Technologia ta zawitała do nas wraz z premierą kart NVIDIA GeForce RTX. Jest ona swego rodzaju usprawnieniem ray-tracingu. DLSS renderuje obraz w niższej rozdzielczości przy jednoczesnym praktycznie niezauważalnym spadku jakości. Dla graczy oznacza to mniej więcej tyle, że mogą oni cieszyć się z rozgrywki w większej ilości klatek na sekundę. Różnice między włączonym DLSS, a wyłączonym są naprawdę ogromne i w wielu tytułach sięgają ponad 30 fps.
DLSS może być jednak uciążliwy dla osób, które cenią sobie doskonałą jakość obrazu. Na pierwszy rzut oka DLSS nie zmienia nic, lecz gdy przyjrzymy się szczegółom, to możemy odczuć negatywne zaskoczenie. Warto jednak wspomnieć, że jest to nadal w wielu przypadkach lepsza opcja od temporalnego wygładzania krawędzi (TAA).
Godny podkreślenia jest fakt, że upscaling to tylko jedna z technik, która składa się na DLSS. Pozostałe to między innymi uczenie maszynowe, generowanie brakujących pikseli i wygładzanie krawędzi. Technologia ta jest jednak w dalszym ciągu dość świeża, przez co wiele gier jej nie oferuje. Wydawcy robią wszystko, co w ich mocy, w efekcie czego do biblioteki produkcji oferujących DLSS zostały dodane ostatnio nowe tytuły.

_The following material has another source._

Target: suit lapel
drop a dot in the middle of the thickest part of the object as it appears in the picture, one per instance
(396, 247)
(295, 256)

„Każda nowoczesna gra, która jest w jakiś sposób wymagająca, powinna korzystać ze wsparcia DLSS. To tak uniwersalnie dobra opcja” – auwsmit.

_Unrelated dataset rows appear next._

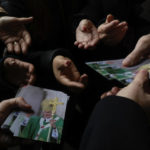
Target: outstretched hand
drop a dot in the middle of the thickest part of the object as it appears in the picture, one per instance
(86, 35)
(68, 75)
(14, 34)
(112, 31)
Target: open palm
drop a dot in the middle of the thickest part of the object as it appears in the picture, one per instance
(86, 35)
(14, 34)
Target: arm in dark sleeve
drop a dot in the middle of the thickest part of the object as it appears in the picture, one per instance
(42, 61)
(15, 8)
(117, 123)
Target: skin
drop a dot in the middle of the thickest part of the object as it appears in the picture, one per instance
(68, 75)
(14, 34)
(111, 32)
(18, 73)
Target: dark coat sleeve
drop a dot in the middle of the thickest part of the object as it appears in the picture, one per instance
(116, 123)
(14, 7)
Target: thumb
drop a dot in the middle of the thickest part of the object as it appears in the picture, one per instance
(133, 58)
(85, 25)
(109, 18)
(141, 78)
(25, 20)
(84, 79)
(64, 64)
(21, 103)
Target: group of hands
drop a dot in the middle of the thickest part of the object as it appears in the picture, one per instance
(17, 40)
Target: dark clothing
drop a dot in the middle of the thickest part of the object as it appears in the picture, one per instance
(48, 33)
(127, 10)
(117, 123)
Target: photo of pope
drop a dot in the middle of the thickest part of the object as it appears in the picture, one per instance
(47, 127)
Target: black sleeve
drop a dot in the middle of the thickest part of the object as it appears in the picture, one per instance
(15, 8)
(117, 123)
(42, 60)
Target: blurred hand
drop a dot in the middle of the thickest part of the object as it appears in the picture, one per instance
(86, 35)
(68, 75)
(113, 91)
(141, 50)
(14, 34)
(112, 31)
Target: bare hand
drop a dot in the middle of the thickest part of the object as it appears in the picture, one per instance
(113, 91)
(14, 34)
(67, 74)
(112, 31)
(86, 35)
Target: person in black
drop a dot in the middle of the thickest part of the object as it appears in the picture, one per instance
(45, 52)
(121, 121)
(109, 27)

DLSS wita się z nowymi produkcjami
Do końca maja DLSS będzie wspierany w dziewięciu nowych produkcjach, które wiele osób zna i lubi. Mowa tutaj o Metro Exodus Enhanced Edition, Amid Evil, Aron’s Adventure, Everspace 2, No Man’s Sky, Redout: Space Assault, Scavengers, Wrench oraz Into the Radius.
Co bieglejsi w świecie gier komputerowych mogli zauważyć, że trzy z wyżej wymienionych gier odznaczają się implementacją wirtualnej rzeczywistości. Mowa tutaj o No Man’s Sky, Wrench oraz Into the Radius. Będą to zarazem pierwsze gry obsługujące jednocześnie DLSS oraz VR. Możemy zatem być prawie pewni, że już w kolejnych miesiącach DLSS trafi również do innych kultowych gier opartych o rozszerzoną rzeczywistość.
Ile tytułów obsługuje już DLSS? Niewiele, lecz zapewniają one multum godzin zabawy. Fani gier wojennych powinni skupić swój wzrok na Battlefieldzie V, Call of Duty: Black Ops Cold War oraz Call of Duty: Warzone. Jeśli ciekawią nas gry z najpopularniejszych serii, to obsługą DLSS może pochwalić się też Watch Dogs: Legion, Shadow of the Tomb Raider oraz F1 2020. Polskie gry również są w tym nielicznym gronie. Cyberpunk 2077 nie dziwi raczej nikogo, lecz Ghostrunner może być już lekkim zaskoczeniem.
Silnik Unity z opcją natywnego obsługiwania DLSS
Ciężko znaleźć popularniejszy silnik od Unity. Przy jego pomocy powstają gry wszelkiej maści i rozmiarów. Jest on zarazem bardzo przyjazny dla nowych osób, dzięki czemu wiele jednoosobowych studiów korzysta właśnie z niego. Nvidia ogłosiła, że DLSS będzie natywnie obsługiwany, co bardzo mocno pomoże w implementacji tej technologii do aktualnych oraz zbliżających się gier.
Technika ma być domyślnie wspierana w High Definition Render Pipeline (HDRP) w aktualizacji Unity 2021.2. Premiera ma odbyć się jeszcze w tym roku, zatem jest na co czekać. Warto również dodać, że inny popularny i dobry silnik dostał ostatnio wtyczkę DLSS. Mowa tutaj o Unreal Engine 4, przy pomocy którego stworzono takie tytuły jak Daylight, Ark: Survival Evolved, Fortnite czy Life is Strange 2. DLSS może stać się niedługo standardem w każdej nadchodzącej grze, więc warto śledzić poczynania Nvidii.